BIR - Ingilizce'ya çeviri

just
sadece
az önce
yalnızca
yeni
tıpkı
yeter
tam
hemen
biraz
daha yeni
again
tekrar
yine
yeniden
bir daha
gene
and
ve
ayrıca
peki
edip
hem
sonra
ise
arasında
once
bir kez
bir defa
bir
eskiden
zaman
zamanında
önceden
birkere
vaktiyle
bir keresinde
never
asla
hiç
hiçbir zaman
daha
daha önce hiç
the one
kişi
tek
biri
hani
olanı
bir tane
bir
en
one
sensin
ever
hiç
en
asla
daha
beri
bir daha
zaman
şey
tek
hayatımda
is
ol
çok
işte
ise
olun
are
ol
çok
işte
ise
olun
was
ol
çok
işte
ise
olun

Bir Turkce kullanımına örnekler ve bunların Ingilizce çevirileri

{-}
  • Colloquial category close
  • Ecclesiastic category close
  • Ecclesiastic category close
  • Computer category close
  • Programming category close
Size bir de… San Franciscoya üçüncü mevkii bilet vereceğim.
I am also giving you a third class ticket to San Francisco.
Fakat senin için bir daha ki sefer olmayacak!
But there ain't gonna be no next time for you!
Harika bir insan olmama yardım edecekler ve.
They will help me become a great human being, and to.
Kırılacak, çalınacak veya üzerine bir boklar dökülecek elektronikler almak için.
For some electronics that will end up being broken, stolen, or shit on.
Bir bütün olmasını… Ben eve gidiyorum.
I am going home.
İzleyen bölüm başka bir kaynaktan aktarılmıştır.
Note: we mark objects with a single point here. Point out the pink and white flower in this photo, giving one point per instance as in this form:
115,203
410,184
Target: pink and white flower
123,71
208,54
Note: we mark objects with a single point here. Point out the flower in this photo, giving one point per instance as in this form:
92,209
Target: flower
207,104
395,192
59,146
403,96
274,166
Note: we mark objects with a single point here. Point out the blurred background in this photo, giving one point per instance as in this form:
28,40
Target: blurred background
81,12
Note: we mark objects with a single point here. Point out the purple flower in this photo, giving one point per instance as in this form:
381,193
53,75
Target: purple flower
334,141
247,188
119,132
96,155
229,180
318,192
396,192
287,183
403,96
To be whole, to be..
Gündüzleri sıradan bir insan gibi görülür.
In the daytime, she appears as an ordinary human being.
Overdose diye -Overdose! bir insan mı var?
There's a human being named Overdose?- Overdose!
Kendince bir kurtuluş bulmuştu. İnfazı izlemeye zorlandıktan sonra başbakan.
After being forced to watch the execution The prime minister was offered an easier way out.
Bilmiyorum baba. Bir sürü. Kaç kişiydiler?
How many were there? I don't know, Pop?
Bir de bana ailemi kontrol etmem konusunda ders veriyordun!
And you were lecturing me to keep my family under control!
Onu bir daha göremeyeceğim ama?
I'm never gonna see him again, am I?
Tanner, ne yaptığını bir düşün.- Burada olamazsınız.
You can't be in here. Tanner, think about what you're doing.
Keşke hayatım bir- Oh, evet.
Oh, yeah- I wish my life could be like a.
Alice ile bir daha asla birlikte olamayabilirim…
I may never be together with Alice again…
Kendinden ziyade… bir başkası için savaşsan senin için daha iyi olur.
If you were to fight for someone rather than for yourself. It would be best.
Kendinden ziyade… bir başkası için savaşsan senin için daha iyi olur.
It would be best if you were to fight for someone rather than for yourself.
Bir yere götürüldüğümü hatırlıyorum dedem ve anneannem yanımdaydı.
And my grandmother and grandfather were with me. I just remember being wheeled somewhere.
Şimdi onu devingen bir canlı olarak görüyoruz.
Now we're seeing it as a living being that's dynamic.
Neredeydin? Bir de niye bu kadar kırmızısın?
Where were you? And why are you so red?
Koçumuz olmadan bir hiç olurdu. Ama benim kadar mükemmel biri bile.
Would be nothing without our coach. But even someone as excellent as me.